Since long experience now satisfies me that my air intake system is adequate, the first (obvious?) step I've taken is to stop using the roof vent in cold weather. Duh. Up and out is not where I want my heat to go. Then I cracked ever so slightly the three (jalousie) windows on the trailer sides. Now I've created some tiny currents. But who wants to sit in even a tiny cold current in freezing weather? Not me! Plus, how do I make the cold harder for the heat to find? I pulled down the roller shades over the two windows at the dinette end, and propped them out a bit at the lower corners of the windows, so as to avoid the chill and postpone the escape of my warm air. If I'm cooking, I open the kitchen window more, and the door window a crack. I also devised an aluminum foil "hood" for my 2 1/2 quart-must-perk-for-ten-wet-minutes coffee pot that sends ALL its vapor out the window.

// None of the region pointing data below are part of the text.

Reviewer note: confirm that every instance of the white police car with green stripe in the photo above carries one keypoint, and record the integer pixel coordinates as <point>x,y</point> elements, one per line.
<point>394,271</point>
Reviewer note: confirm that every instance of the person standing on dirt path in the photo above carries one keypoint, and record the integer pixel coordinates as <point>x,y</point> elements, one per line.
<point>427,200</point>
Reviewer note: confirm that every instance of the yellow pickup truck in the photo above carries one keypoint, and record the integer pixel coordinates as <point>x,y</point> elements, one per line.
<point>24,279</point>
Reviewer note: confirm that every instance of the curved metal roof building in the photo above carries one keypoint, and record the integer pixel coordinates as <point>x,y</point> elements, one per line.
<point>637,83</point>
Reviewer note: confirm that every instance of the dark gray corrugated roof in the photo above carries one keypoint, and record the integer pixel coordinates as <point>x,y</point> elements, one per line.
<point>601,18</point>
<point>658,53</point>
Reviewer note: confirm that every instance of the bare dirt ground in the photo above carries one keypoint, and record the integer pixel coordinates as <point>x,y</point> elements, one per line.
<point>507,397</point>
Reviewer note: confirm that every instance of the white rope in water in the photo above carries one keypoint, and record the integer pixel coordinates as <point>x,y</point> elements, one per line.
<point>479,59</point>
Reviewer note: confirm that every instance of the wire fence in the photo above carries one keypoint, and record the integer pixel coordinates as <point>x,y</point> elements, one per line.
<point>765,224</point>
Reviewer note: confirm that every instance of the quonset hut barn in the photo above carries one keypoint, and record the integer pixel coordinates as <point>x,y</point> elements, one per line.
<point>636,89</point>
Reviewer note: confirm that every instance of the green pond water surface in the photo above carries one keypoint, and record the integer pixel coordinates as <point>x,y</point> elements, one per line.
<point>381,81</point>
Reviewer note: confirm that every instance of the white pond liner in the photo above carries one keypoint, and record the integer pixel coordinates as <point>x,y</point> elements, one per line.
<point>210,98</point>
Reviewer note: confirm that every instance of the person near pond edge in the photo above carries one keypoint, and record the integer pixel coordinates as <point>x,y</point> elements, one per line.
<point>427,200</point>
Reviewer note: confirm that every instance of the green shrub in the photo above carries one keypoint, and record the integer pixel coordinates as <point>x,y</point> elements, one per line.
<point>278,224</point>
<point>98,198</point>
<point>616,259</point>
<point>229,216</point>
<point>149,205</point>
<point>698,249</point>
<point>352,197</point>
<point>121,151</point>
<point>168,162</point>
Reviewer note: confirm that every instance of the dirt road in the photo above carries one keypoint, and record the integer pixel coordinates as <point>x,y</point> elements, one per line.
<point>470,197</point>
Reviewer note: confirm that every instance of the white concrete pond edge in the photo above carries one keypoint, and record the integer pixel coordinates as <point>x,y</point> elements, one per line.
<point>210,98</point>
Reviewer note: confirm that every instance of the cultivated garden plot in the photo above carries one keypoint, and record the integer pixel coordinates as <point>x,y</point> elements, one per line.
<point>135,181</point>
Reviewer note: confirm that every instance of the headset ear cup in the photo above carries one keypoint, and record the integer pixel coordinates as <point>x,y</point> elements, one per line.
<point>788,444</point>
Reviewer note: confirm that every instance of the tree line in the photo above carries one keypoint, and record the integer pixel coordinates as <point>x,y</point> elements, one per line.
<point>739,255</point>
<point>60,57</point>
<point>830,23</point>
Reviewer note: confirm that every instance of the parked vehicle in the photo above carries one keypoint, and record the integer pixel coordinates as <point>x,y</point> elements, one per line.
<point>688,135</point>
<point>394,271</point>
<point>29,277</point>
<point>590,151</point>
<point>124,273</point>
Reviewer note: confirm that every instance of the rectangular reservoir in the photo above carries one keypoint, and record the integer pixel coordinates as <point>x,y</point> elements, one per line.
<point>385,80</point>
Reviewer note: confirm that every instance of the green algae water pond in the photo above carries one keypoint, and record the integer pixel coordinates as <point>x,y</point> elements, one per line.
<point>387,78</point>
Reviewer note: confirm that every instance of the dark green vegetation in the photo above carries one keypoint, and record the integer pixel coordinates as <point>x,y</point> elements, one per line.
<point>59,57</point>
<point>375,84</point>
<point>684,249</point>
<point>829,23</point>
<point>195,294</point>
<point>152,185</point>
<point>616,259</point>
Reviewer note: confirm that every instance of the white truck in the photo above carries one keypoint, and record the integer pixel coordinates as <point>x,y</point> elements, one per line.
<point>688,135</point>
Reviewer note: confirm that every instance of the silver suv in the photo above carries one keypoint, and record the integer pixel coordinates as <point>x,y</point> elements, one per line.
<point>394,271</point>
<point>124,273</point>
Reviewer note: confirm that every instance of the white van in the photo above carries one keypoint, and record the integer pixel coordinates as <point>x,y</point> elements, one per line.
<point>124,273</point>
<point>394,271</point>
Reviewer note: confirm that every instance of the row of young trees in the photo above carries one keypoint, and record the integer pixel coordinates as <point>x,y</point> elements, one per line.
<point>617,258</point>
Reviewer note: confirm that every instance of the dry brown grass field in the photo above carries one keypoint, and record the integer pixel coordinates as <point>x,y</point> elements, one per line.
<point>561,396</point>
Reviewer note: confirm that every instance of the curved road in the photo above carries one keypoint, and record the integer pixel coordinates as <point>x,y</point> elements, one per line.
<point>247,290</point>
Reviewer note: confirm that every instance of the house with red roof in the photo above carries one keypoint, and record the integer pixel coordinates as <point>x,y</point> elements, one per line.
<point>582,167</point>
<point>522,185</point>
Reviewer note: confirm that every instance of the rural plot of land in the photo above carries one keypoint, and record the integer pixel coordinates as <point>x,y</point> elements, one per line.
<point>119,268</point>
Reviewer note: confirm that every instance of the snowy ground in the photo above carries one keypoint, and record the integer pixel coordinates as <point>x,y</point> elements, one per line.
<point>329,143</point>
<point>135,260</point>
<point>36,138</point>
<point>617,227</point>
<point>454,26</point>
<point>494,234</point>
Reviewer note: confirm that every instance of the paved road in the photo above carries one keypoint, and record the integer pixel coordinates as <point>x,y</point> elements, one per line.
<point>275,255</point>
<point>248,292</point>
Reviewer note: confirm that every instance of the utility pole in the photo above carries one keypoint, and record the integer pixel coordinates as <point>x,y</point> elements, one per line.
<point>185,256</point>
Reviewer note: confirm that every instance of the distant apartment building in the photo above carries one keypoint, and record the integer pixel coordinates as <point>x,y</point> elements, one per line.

And guess what? Not only did the walls stay dry, the windows stayed mostly clear, I stayed warm, and I did it all on the low heat setting.
Quietly!
Next improvement: clear vinyl panel in the roller shades to get my view back...

The Now Warm, DRY, and Happy Camper:
Francesca

P.S.
I looked at the so-called "fully vented" Platinum Cat catalytic heater mentioned earlier in this thread, and from what I can tell it's only supplying intake air so as to avoid oxygen depletion. The entire heating surface is apparently exposed to the trailer interior, which says to me that combustion byproducts remain in the trailer unless otherwise vented. Just like any other catalytic heater.